Kürdistan gerillası, gerilla kuramını yeniden düzenleyen 21. yüzyılın gerilla savaşının doktrinini bu şekilde inşa etti. Bu çerçevede gerilla güçlerinde yapılan düzenlemeler peyderpey hayata geçirildi, profesyonel hareketli tim sistemi oluşturuldu. Askeri uzmanlaşma akademilerinde branş eğitimleri, teorik ve uygulamalı olarak yoğunlaştırıldı. İdeolojik eğitimler çerçevesi yeniden programlandı, psikolojik ve özel savaş yöntemleri üzerine eğitim programının kapsamı genişletildi.

Gerilla sistemini yeniden yapılandıran ve Heftanîn’de büyük oranda uygulamada başarı sağlayan gerilla güçleri, Garê ve benzeri bir saldırı için tetikteydi. Dolayısıyla harekete geçen Türk ordusu daha helikopterden ayağını yere indirmeden ölümcül darbeyi almış oldu.

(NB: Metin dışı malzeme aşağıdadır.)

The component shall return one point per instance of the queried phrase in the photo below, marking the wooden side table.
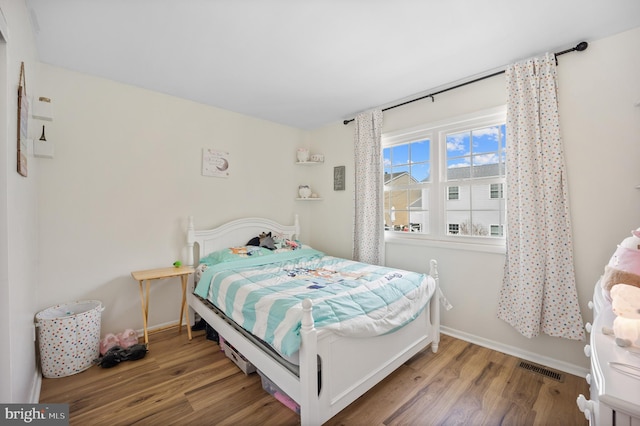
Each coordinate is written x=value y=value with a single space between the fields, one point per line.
x=160 y=273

SAVAŞ TÜNELLERİ VE HAREKETLİ TİMLER

Garê süreci, gerilla güçlerinin yeni tespitler yapmasına, Türk devletinin zayıf noktalarını keşfetmesine ve taktik harekat tarzını belirlemesine olanak oluşturdu. Örneğin, Garê sürecine kadar tünel savaşlarının etki düzeyinin hangi derecede olduğu tam olarak bilinmiyordu. Ancak buradan çıkarılan sonuç tüm yıl boyunca Türk ordusunun temel taktiğini çürüttü.

Yani Garê sürecine kadar yeraltı sistemi çoğunlukla üslenme yerleri olarak ve manevra alanı oluşturacak düzeyde savaşa hazırlanmıştı. Tünel savaşlarının sonuçları itibarıyla etki düzeyi belirgin bir şekilde ortaya çıkınca, yeni dönem gerilla güçlerinin temel taktiğinin parçası haline geldi ve tüm yeraltı sistemleri kısa bir sürede etkin bir savaş durumuna göre hazırlandı.

Öte yandan kullanılan zehirli ve kimyasal gaz türlerine karşı nasıl tedbir alınacağı konusunda yeni detaylar tespit edildi ve buna göre tedbirler geliştirildi.

Diğer önemli bir faktör ise, hareketli gerilla timlerinin hareket tarzındaki ve vuruş gücündeki yetkinlik düzeyi keskinleşti. Durumun anlaşılması adına şöyle bir örnek verebilirim: Havada onlarca keşif uçakları varken ve gece gündüz aktif olmasına rağmen onlarca gerilla timi hareket halindeydi ve oradaki düşman birliğine müdahalede bulundu. Bunun anlamı, keşif uçaklarının gece, gündüz ve termal kameraları, kısacası tüm hava gücünün etkisiz hale getirilmiş olmasıdır.

İklimsel koşulları da hesaba kattığımızda yani kış mevsiminde hem gündüz kamerası, özellikle ısıya duyarlı termal kameraların daha etkin olduğu koşullarda bunların işlevsiz hale getirilmesi olağanüstü bir durumdur. Böylece tünel savaşı ortaya yeni bir durum çıkardı ve hareketli gerilla timleri vuruş gücüyle tamamlayıcı faktör olarak belirlendi.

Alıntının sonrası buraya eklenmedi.